The first order of business was to determine my pain threshold.  In the control room Antoine strapped a small black box on my left forearm, gradually increased the heat, and told me to press the space bar on a laptop in front of me when I found it "unbearable" or "not tolerable."  "Which one?" I asked.  "Your choice," he said.  We did that 10 times until he found what for me was a "10."

Steve grimaces from the heat

Heat

We finished that up and I got up to get ready for the lab.  The technician at the computer screen behind me in the picture said, "Steve, what's your middle initial?"  I said, "H.  Stephen Horton Tibbetts."  He hesitated a moment, tapped something into his keyboard, hit return, and I  saw the letters "SHT SCAN" on the top of his monitor.  (Later on, at dinner, Mom laughed and said, "Oh.  Sorry.  Sorry about that.  I never thought about that when we named you.")

I popped in some ear plugs they gave me (the machine was loud) and put the respiration belt around my middle.  I laid down on the sliding panel, the technicians attached the heart monitor and other devices to my hands, and they slid me into the machine.  It started whirring and clunking.  The technicians closed the door to the lab and went back into the control room.  My heart was beating really fast, and knowing that Antoine and the technicians were monitoring my heartbeat made it speed up even more.  We started.  Open Presence.  Burning.  Focused Attention.  Burning.  "Put your hand in the box."  There were speakers inside the machine.  Antoine occasionally asked, "How are you doing?"  I always replied that I was doing fine.  The machine was very loud, and I couldn't really move my neck or head for quite some time.  Amazingly, the burning pad did not leave a mark on my skin.

It seemed to go well.  We finished.  The technician came in and unhooked everything, finally sliding me out.  I felt somewhat drained.  I didn't ask how I did.  I sat up and Antoine came into the lab and said, "Good job, Steve."  I had been hoping he would throw the door open and shout, "Kull wahad!
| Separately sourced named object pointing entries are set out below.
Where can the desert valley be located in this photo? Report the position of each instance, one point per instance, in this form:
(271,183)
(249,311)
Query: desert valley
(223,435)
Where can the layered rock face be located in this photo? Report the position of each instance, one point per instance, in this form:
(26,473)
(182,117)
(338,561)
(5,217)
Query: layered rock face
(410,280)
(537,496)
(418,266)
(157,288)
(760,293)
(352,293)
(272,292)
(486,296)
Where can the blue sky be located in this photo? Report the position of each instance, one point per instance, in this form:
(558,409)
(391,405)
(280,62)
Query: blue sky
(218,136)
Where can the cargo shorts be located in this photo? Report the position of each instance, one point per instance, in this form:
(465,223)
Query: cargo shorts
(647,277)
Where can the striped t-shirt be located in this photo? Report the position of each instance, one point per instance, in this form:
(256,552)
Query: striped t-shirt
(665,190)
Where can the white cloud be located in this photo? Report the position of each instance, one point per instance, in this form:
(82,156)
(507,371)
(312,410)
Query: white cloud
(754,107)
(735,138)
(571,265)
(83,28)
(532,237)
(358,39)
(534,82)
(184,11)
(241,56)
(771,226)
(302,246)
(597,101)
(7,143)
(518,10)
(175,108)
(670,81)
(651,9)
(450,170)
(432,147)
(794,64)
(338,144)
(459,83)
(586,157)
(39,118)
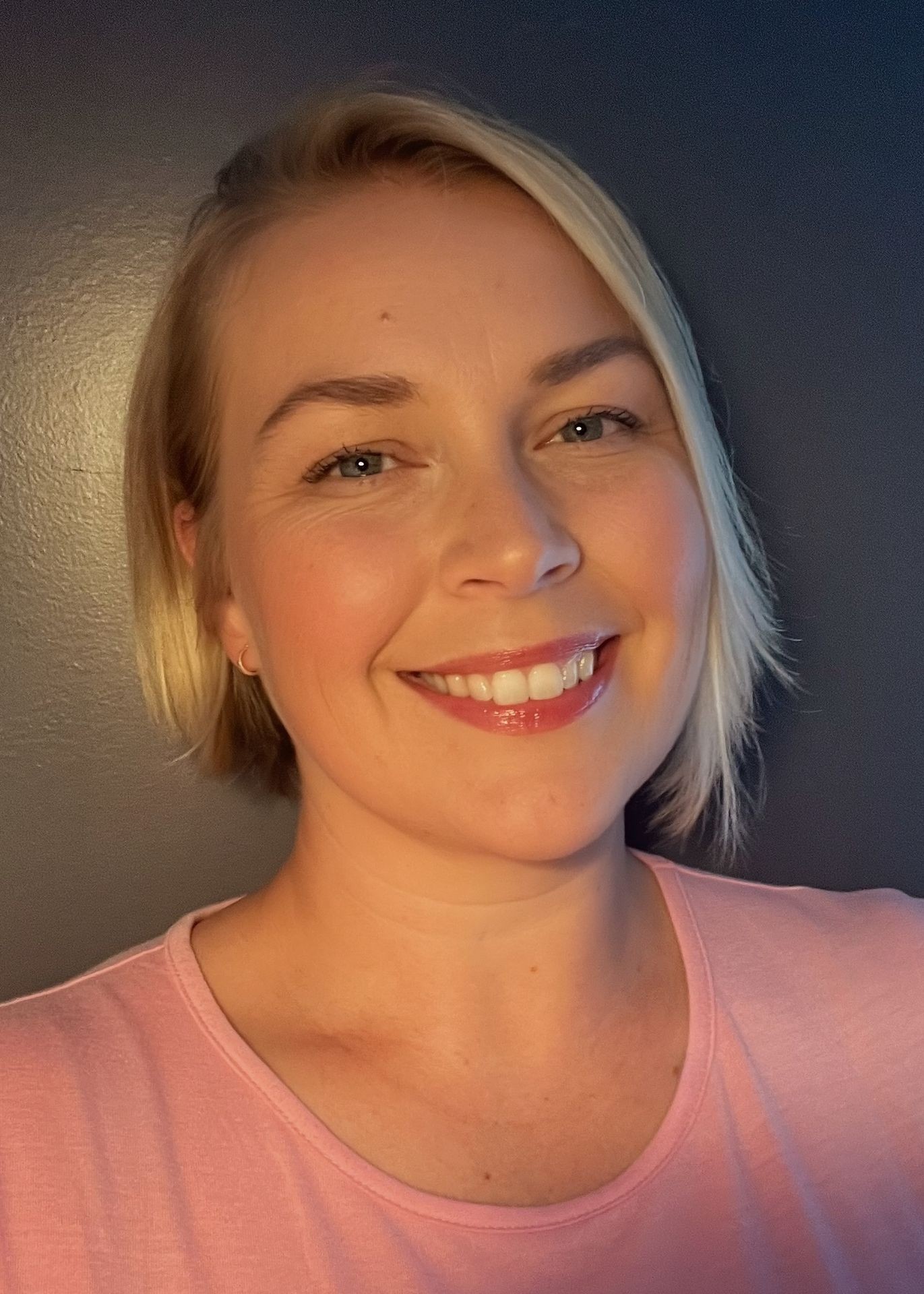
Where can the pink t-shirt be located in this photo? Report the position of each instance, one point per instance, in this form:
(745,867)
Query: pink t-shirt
(144,1147)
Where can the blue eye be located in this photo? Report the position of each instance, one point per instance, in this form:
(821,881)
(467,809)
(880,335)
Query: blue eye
(585,426)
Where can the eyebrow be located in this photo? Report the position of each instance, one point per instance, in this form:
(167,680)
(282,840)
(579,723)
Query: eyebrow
(373,390)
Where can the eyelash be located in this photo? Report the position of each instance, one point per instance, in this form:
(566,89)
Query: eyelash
(326,465)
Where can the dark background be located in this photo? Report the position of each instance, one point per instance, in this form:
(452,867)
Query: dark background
(772,158)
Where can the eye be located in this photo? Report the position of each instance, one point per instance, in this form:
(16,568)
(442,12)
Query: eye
(586,425)
(364,458)
(586,429)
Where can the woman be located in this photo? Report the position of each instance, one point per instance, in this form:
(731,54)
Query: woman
(431,531)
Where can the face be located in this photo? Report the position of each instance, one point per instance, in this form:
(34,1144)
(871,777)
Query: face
(476,522)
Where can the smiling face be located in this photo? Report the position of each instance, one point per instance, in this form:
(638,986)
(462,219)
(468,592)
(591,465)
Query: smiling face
(476,522)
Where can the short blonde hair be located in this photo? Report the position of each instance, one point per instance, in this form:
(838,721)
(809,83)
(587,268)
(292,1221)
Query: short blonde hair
(340,136)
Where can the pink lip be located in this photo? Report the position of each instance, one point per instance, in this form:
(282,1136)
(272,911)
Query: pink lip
(557,650)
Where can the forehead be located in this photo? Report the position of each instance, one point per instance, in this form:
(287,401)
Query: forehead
(410,278)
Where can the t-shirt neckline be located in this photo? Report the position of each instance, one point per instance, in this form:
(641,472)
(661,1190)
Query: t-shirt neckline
(665,1143)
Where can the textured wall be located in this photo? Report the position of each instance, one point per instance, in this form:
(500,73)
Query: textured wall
(770,157)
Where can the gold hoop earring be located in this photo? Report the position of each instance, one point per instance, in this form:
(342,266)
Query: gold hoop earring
(250,673)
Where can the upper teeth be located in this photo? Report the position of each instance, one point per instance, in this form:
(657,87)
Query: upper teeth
(514,686)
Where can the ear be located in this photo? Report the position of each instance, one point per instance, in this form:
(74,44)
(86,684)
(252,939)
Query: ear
(184,530)
(233,628)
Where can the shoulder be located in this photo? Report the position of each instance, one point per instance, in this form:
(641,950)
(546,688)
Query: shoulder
(80,1022)
(883,919)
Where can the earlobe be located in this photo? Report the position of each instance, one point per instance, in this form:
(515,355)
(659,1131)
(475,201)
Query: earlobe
(184,530)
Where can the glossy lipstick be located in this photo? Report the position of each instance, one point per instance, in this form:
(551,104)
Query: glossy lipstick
(528,716)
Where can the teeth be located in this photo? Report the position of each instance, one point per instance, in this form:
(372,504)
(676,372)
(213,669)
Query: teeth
(514,686)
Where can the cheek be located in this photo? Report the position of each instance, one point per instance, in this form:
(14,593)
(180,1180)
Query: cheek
(655,547)
(333,594)
(658,543)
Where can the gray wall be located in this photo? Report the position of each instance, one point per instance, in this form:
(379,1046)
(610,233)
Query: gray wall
(772,158)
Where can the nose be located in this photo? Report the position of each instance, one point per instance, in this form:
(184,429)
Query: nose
(505,534)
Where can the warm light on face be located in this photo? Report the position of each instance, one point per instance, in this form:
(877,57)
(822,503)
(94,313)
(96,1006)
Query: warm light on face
(501,468)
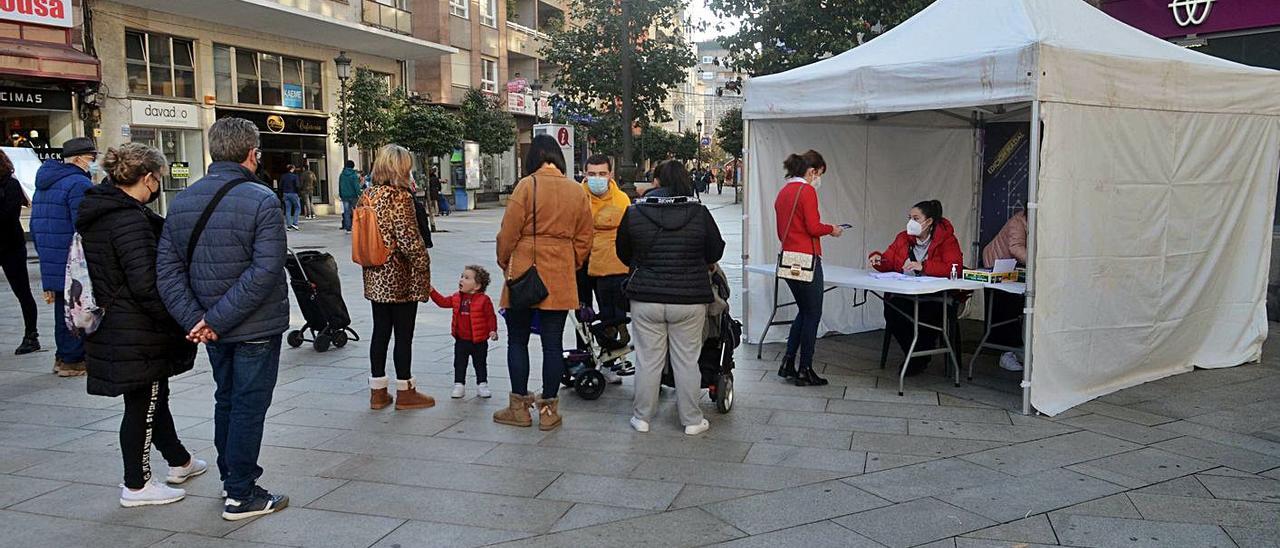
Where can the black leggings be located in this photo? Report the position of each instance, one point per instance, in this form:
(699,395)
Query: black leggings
(388,316)
(14,264)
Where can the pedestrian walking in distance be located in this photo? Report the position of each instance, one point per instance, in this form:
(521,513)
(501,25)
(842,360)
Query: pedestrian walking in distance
(227,288)
(138,346)
(474,325)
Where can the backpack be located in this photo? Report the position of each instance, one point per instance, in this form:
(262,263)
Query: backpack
(82,313)
(368,247)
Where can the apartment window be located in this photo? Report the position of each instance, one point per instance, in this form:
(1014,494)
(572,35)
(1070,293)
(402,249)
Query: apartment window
(489,74)
(460,8)
(489,13)
(158,64)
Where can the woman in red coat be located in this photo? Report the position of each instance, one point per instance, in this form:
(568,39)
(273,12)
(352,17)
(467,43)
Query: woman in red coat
(927,247)
(799,228)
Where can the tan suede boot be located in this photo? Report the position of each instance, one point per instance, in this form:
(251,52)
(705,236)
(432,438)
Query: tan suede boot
(548,414)
(378,396)
(516,414)
(408,398)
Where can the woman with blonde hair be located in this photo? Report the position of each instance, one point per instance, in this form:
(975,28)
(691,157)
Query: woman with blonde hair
(396,287)
(138,346)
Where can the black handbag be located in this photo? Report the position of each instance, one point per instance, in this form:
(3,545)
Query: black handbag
(529,290)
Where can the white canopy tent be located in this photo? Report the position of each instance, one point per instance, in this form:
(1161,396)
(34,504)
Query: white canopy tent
(1151,190)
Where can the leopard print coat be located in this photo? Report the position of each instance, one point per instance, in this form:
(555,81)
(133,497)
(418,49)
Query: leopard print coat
(407,275)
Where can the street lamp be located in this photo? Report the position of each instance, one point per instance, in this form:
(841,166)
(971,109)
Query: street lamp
(343,63)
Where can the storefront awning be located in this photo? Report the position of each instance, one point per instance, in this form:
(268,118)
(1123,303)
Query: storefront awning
(280,21)
(48,60)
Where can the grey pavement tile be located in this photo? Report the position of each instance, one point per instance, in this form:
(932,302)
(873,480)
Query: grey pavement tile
(836,421)
(425,534)
(679,528)
(632,493)
(914,523)
(585,515)
(920,446)
(1159,507)
(850,462)
(1048,453)
(1221,455)
(101,503)
(316,528)
(983,432)
(1034,530)
(1020,497)
(1114,531)
(822,534)
(1141,467)
(926,479)
(795,506)
(21,529)
(725,474)
(444,475)
(456,507)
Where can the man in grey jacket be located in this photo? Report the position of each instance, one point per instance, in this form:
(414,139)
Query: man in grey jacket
(229,292)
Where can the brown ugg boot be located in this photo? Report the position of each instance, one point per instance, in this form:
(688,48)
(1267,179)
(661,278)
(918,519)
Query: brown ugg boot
(516,414)
(378,396)
(548,414)
(408,398)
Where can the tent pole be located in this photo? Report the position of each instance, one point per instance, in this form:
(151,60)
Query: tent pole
(1032,213)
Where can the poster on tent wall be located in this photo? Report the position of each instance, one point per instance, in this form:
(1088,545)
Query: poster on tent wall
(1005,163)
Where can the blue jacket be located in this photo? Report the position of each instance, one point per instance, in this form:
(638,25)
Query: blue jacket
(236,282)
(54,209)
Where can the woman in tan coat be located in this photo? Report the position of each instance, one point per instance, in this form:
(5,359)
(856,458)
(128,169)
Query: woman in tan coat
(558,247)
(397,287)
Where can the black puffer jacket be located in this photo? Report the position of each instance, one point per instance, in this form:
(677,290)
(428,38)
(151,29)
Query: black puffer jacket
(137,342)
(668,247)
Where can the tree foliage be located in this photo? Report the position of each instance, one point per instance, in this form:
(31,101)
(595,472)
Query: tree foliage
(777,36)
(488,124)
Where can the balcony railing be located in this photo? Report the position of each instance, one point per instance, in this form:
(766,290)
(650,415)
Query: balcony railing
(389,14)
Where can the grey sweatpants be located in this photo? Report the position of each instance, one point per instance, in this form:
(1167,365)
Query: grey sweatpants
(658,332)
No woman-child ever withstood that much!"

But he didn't.  The technician took our picture, and then Antoine and I spent some time in the control room talking.  Richie came in, hugged me, and gave me an autographed copy of his book.

Then I came back to Oakwood and Dad and I had a beer apiece again.  We had a nice dinner.  I typed this while Mom and Dad listened to a book on tape.

 

Steve puts in earplugs

Earplugs

 

Being fed into the fMRI

Into the machine

 

Further into the fMRI.

Further in

 

Exhausted, and getting out after 4 hours. Need to pee.